Per fare questo, dobbiamo prima comprendere la nostra mente. La mente non è una sostanza materiale, ma un’energia di pensiero, un’energia di coscienza. Non ha colore né forma. La sua natura è pulita e chiara, capace di riflettere la realtà. Anche se pensiamo che la mente sia negativa, il suo nucleo rimane chiaro e puro. La coscienza, come lo spazio, non si mescola con le nuvole o con l'inquinamento. Allo stesso modo, la nostra coscienza non è intrinsecamente negativa.
Il Buddha stesso insegna che ognuno di noi ha una natura pura e chiara, chiamata natura di Buddha. È fondamentale riconoscere che questa natura non è totalmente negativa.
La nostra coscienza possiede due caratteristiche: una relativa e una assoluta. La caratteristica relativa non ha elementi di natura negativa o superstiziosa, quella assoluta rappresenta la non-dualità.
La non-dualità della coscienza significa che non è contaminata da confusione, emozioni o disturbi. È sempre pulita e chiara, come un oceano. L’ego e i conflitti sono come onde che si muovono sulla superficie dell’oceano, ma non ne alterano la profondità. Queste onde rappresentano desideri, odio e ignoranza. Attraverso la meditazione, possiamo imparare a non essere scossi da queste onde, mantenendo la nostra coscienza stabile e chiara.

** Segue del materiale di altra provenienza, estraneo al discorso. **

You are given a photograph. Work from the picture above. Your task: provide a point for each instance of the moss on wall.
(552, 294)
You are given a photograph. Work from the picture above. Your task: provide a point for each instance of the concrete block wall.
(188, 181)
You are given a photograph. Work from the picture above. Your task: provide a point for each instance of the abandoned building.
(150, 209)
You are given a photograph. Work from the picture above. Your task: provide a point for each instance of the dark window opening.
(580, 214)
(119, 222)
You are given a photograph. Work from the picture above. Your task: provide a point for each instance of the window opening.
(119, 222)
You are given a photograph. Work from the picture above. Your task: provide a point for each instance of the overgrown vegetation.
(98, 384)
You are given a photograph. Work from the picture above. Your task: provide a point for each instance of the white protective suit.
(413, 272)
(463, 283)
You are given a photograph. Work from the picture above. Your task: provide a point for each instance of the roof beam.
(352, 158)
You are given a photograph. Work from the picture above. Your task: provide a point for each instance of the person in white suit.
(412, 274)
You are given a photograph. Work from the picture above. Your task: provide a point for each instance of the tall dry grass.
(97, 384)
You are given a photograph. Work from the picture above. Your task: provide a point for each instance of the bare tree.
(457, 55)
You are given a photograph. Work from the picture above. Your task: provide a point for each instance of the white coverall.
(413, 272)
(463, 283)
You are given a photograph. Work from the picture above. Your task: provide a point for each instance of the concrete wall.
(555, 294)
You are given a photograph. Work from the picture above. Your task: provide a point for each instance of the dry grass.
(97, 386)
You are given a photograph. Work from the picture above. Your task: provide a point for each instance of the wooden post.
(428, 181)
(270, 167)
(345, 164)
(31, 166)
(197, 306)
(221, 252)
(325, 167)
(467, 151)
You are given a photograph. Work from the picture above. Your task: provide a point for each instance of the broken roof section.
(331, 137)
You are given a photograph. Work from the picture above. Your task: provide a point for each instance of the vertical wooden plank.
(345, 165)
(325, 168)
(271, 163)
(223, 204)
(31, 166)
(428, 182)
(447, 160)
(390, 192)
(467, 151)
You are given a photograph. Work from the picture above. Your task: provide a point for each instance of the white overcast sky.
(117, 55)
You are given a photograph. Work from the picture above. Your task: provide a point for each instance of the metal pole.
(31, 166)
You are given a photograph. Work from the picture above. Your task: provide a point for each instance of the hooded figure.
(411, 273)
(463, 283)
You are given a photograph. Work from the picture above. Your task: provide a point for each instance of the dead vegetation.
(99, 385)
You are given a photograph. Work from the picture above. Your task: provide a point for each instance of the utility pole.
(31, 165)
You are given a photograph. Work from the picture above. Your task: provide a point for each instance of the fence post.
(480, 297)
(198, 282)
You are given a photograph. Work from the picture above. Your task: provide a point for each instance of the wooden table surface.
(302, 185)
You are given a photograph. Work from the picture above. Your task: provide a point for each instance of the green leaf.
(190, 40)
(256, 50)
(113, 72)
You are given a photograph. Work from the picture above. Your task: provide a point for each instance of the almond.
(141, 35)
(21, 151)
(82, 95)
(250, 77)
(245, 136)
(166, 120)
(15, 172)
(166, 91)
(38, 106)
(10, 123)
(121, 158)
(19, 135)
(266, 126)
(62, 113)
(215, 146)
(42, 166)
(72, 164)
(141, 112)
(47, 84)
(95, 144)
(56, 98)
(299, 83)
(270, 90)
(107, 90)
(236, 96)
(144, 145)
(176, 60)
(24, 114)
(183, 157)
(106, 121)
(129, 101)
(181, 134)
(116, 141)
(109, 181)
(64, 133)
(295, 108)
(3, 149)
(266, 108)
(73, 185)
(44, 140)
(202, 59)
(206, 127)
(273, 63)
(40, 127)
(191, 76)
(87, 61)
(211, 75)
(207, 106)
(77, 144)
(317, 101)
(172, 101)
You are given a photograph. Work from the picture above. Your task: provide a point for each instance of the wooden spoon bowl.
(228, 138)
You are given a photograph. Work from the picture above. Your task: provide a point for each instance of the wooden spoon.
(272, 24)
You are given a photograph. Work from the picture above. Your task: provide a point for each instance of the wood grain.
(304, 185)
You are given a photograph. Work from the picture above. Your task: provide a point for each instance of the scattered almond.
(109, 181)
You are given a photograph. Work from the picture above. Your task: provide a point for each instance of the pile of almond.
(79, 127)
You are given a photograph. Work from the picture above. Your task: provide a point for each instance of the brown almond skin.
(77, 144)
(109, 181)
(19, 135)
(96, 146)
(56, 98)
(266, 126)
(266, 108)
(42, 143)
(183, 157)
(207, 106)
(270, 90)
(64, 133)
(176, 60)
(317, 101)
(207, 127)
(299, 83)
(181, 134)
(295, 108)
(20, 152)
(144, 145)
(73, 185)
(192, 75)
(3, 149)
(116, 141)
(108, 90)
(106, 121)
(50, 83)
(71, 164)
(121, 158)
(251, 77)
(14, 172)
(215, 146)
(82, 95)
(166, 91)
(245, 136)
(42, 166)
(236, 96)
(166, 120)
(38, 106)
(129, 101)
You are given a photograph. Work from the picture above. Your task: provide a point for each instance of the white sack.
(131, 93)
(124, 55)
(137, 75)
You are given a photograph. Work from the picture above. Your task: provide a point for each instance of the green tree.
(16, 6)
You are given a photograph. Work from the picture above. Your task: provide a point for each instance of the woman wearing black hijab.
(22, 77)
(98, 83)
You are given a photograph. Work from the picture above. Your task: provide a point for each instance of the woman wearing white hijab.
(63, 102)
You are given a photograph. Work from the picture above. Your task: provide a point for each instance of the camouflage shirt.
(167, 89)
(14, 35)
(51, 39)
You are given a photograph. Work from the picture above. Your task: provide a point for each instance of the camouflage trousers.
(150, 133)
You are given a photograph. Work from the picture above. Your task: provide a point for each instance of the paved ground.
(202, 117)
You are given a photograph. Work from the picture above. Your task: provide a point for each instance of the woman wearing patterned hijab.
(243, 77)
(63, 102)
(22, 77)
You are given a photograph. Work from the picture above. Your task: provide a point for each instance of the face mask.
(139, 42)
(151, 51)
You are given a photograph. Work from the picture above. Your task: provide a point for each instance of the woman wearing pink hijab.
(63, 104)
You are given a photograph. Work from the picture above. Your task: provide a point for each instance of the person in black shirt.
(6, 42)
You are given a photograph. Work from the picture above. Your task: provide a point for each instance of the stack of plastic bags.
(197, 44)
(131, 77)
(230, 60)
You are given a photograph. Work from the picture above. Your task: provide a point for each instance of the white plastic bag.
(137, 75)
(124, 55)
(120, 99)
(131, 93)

Meditare significa rispettare la propria natura e purezza. Quando impariamo a rispettare noi stessi, iniziamo a rispettare anche gli altri. Se ci percepiamo come un problema, come egoisti o senza speranza, tenderemo a giudicare gli altri nello stesso modo. Questo è pericoloso.
Spesso, la nostra percezione sensoriale ci inganna. In Occidente, siamo abituati a considerare reale solo ciò che possiamo toccare e vedere. Questo tipo di percezione sensoriale è superficiale e limitata: non ha la forza di discriminare ciò che è giusto da ciò che è sbagliato. Per questo, nella meditazione, chiudiamo queste percezioni sensoriali e ci concentriamo sulla nostra coscienza.
Osservare i pensieri e le motivazioni che emergono dalla nostra coscienza è sufficiente per iniziare a meditare. Non dobbiamo preoccuparci se i pensieri sono buoni o cattivi, perché entrambi riflettono la realtà fenomenica. La meditazione è un risveglio della coscienza, uno stato in cui siamo pienamente consapevoli senza reagire o giudicare.
Quando sperimentiamo la non-dualità, comprendiamo una visione più ampia della realtà. Non significa negare la realtà convenzionale, ma trascenderla. Durante la meditazione, dobbiamo fermare il dibattito interno e le conversazioni mentali. Non si tratta di distruggere ciò che percepiamo, ma di sviluppare una consapevolezza totale. Nel momento in cui raggiungiamo la non-dualità, le convinzioni grossolane su noi stessi e sul mondo svaniscono, lasciando spazio a una profonda chiarezza.
In questo stato, non ci preoccupiamo più di apparenze o giudizi.
La meditazione elimina tutte le concezioni errate e le costruzioni egoistiche, portandoci a un livello di consapevolezza pura e semplice.
Meditare non significa perdersi, ma lasciar andare tutto ciò che ostacola la nostra coscienza, permettendole di esprimersi nella sua essenza più autentica.